Dr. Swain said he and his colleagues were struck that their computer models showed such a consistent increase in risk across the West, even though the region’s climate is so varied. California has dry summers and wet winters, while in Colorado, both flooding and wildfire peak during the warm season.
It doesn’t take much rain to trigger a debris flow on a recently burned slope, said Jason W. Kean, a hydrologist with the United States Geological Survey in Golden, Colo., who was not involved in the study. In some areas, as little as a fraction of an inch falling in 15 minutes might be enough, he said.
But as more wildfires occur in places where they hadn’t been a big problem before, scientists are working to understand how the thresholds might differ in those wetter climates, Dr. Kean said. “It’s a scramble for us to stay ahead of the game,” he said.

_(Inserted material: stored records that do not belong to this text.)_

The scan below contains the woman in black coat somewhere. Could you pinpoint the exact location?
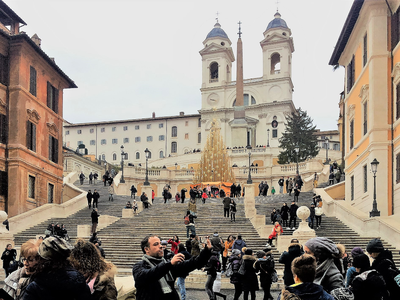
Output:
[242,248,259,300]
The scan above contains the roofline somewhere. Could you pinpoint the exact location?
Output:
[329,0,364,66]
[64,114,200,127]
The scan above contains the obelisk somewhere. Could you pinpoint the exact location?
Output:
[231,22,247,147]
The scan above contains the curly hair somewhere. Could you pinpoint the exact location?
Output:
[69,239,114,278]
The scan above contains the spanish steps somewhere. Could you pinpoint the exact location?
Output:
[15,182,400,289]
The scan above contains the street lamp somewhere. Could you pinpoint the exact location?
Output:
[119,145,125,183]
[294,145,300,175]
[325,136,329,165]
[246,145,253,184]
[369,158,381,218]
[143,148,150,186]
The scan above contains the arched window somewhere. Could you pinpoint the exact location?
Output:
[271,53,281,74]
[210,62,218,82]
[171,142,178,153]
[171,126,178,137]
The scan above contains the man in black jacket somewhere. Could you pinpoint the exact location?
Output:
[132,235,211,300]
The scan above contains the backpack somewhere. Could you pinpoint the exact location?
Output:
[184,215,190,225]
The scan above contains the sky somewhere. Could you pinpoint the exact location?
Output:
[4,0,353,130]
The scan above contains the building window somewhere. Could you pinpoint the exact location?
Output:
[47,183,54,203]
[350,119,354,150]
[347,55,355,93]
[28,175,36,199]
[363,101,368,135]
[0,114,8,144]
[171,126,178,137]
[171,142,178,153]
[49,135,58,164]
[26,121,36,152]
[363,34,368,67]
[29,66,36,97]
[47,82,58,114]
[350,176,354,200]
[363,165,368,193]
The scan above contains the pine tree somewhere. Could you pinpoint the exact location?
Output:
[278,108,319,164]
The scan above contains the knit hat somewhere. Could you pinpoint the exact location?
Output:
[331,288,354,300]
[257,250,266,258]
[304,237,339,255]
[350,247,364,257]
[38,236,74,260]
[367,239,385,253]
[353,254,371,270]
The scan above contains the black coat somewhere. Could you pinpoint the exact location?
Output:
[24,267,91,300]
[132,248,211,300]
[279,243,303,286]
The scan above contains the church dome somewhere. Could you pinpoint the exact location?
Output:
[267,12,288,30]
[206,23,229,39]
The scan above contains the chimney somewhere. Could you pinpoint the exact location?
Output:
[31,33,42,48]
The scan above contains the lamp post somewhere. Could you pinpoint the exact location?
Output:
[246,145,253,184]
[119,145,125,183]
[325,136,329,165]
[369,158,381,218]
[143,148,150,186]
[294,145,300,175]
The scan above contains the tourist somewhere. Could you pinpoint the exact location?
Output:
[132,235,211,300]
[222,234,235,272]
[1,244,17,277]
[69,239,118,300]
[367,238,400,300]
[23,236,91,300]
[286,200,299,230]
[90,208,100,234]
[4,239,43,300]
[229,199,236,222]
[86,190,93,209]
[241,247,259,300]
[254,248,276,300]
[281,202,289,227]
[176,244,192,300]
[278,254,334,300]
[279,239,303,286]
[304,237,343,293]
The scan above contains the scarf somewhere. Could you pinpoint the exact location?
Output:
[142,254,174,294]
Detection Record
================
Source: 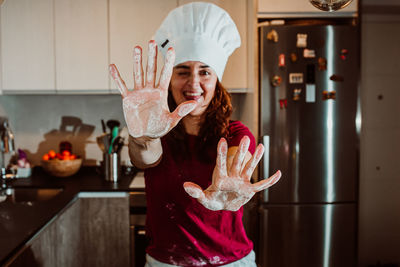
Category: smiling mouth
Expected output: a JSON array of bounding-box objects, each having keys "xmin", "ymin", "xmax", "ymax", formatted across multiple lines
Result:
[{"xmin": 183, "ymin": 92, "xmax": 203, "ymax": 100}]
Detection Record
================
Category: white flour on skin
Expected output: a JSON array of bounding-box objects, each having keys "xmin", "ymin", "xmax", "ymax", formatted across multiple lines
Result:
[
  {"xmin": 160, "ymin": 49, "xmax": 175, "ymax": 89},
  {"xmin": 123, "ymin": 89, "xmax": 172, "ymax": 138},
  {"xmin": 147, "ymin": 42, "xmax": 157, "ymax": 83},
  {"xmin": 133, "ymin": 47, "xmax": 143, "ymax": 86}
]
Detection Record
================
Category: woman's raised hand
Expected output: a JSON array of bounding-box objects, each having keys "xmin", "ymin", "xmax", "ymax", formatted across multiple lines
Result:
[
  {"xmin": 110, "ymin": 40, "xmax": 196, "ymax": 138},
  {"xmin": 183, "ymin": 136, "xmax": 281, "ymax": 211}
]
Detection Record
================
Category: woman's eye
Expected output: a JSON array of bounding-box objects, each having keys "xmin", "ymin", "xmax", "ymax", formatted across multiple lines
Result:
[
  {"xmin": 178, "ymin": 71, "xmax": 189, "ymax": 76},
  {"xmin": 200, "ymin": 70, "xmax": 211, "ymax": 75}
]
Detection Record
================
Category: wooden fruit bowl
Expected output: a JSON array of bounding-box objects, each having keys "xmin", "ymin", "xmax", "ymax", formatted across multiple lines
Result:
[{"xmin": 42, "ymin": 158, "xmax": 82, "ymax": 177}]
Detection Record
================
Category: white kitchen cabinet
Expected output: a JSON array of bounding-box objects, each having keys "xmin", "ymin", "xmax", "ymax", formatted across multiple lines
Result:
[
  {"xmin": 110, "ymin": 0, "xmax": 177, "ymax": 92},
  {"xmin": 178, "ymin": 0, "xmax": 252, "ymax": 92},
  {"xmin": 54, "ymin": 0, "xmax": 109, "ymax": 93},
  {"xmin": 0, "ymin": 0, "xmax": 55, "ymax": 93},
  {"xmin": 258, "ymin": 0, "xmax": 358, "ymax": 18}
]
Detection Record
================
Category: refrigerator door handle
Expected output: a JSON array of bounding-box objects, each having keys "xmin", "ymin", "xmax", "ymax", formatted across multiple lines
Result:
[{"xmin": 261, "ymin": 135, "xmax": 269, "ymax": 202}]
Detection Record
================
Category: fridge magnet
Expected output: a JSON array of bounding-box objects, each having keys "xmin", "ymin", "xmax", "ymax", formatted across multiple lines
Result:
[
  {"xmin": 322, "ymin": 91, "xmax": 336, "ymax": 101},
  {"xmin": 306, "ymin": 64, "xmax": 315, "ymax": 84},
  {"xmin": 296, "ymin": 33, "xmax": 307, "ymax": 47},
  {"xmin": 279, "ymin": 54, "xmax": 286, "ymax": 68},
  {"xmin": 340, "ymin": 48, "xmax": 349, "ymax": 60},
  {"xmin": 279, "ymin": 98, "xmax": 287, "ymax": 109},
  {"xmin": 293, "ymin": 88, "xmax": 302, "ymax": 101},
  {"xmin": 318, "ymin": 57, "xmax": 326, "ymax": 70},
  {"xmin": 289, "ymin": 73, "xmax": 303, "ymax": 83},
  {"xmin": 290, "ymin": 53, "xmax": 297, "ymax": 62},
  {"xmin": 329, "ymin": 74, "xmax": 344, "ymax": 82},
  {"xmin": 271, "ymin": 75, "xmax": 282, "ymax": 87},
  {"xmin": 267, "ymin": 30, "xmax": 279, "ymax": 43},
  {"xmin": 306, "ymin": 84, "xmax": 315, "ymax": 103},
  {"xmin": 303, "ymin": 48, "xmax": 315, "ymax": 58}
]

Dr. Touma conducted most of the analysis for the new study when she was a postdoctoral researcher at the University of California, Santa Barbara, not far from Montecito, which was devastated by post-fire mudslides in 2018. The authorities there had urged residents of certain areas to evacuate, but many chose not to.
“There was a lot of evacuation fatigue from the fire just one month before,” Dr. Touma said.
Residents of the West are generally very conscious of the risks of flooding and mud flows in burn zones, said Samantha Stevenson, an environmental scientist at the University of California, Santa Barbara, who also worked on the study. But “the degree to which they are increasing as a result of climate change, and the rapidity of that increase, is something that we should maybe try to be more aware of,” she said.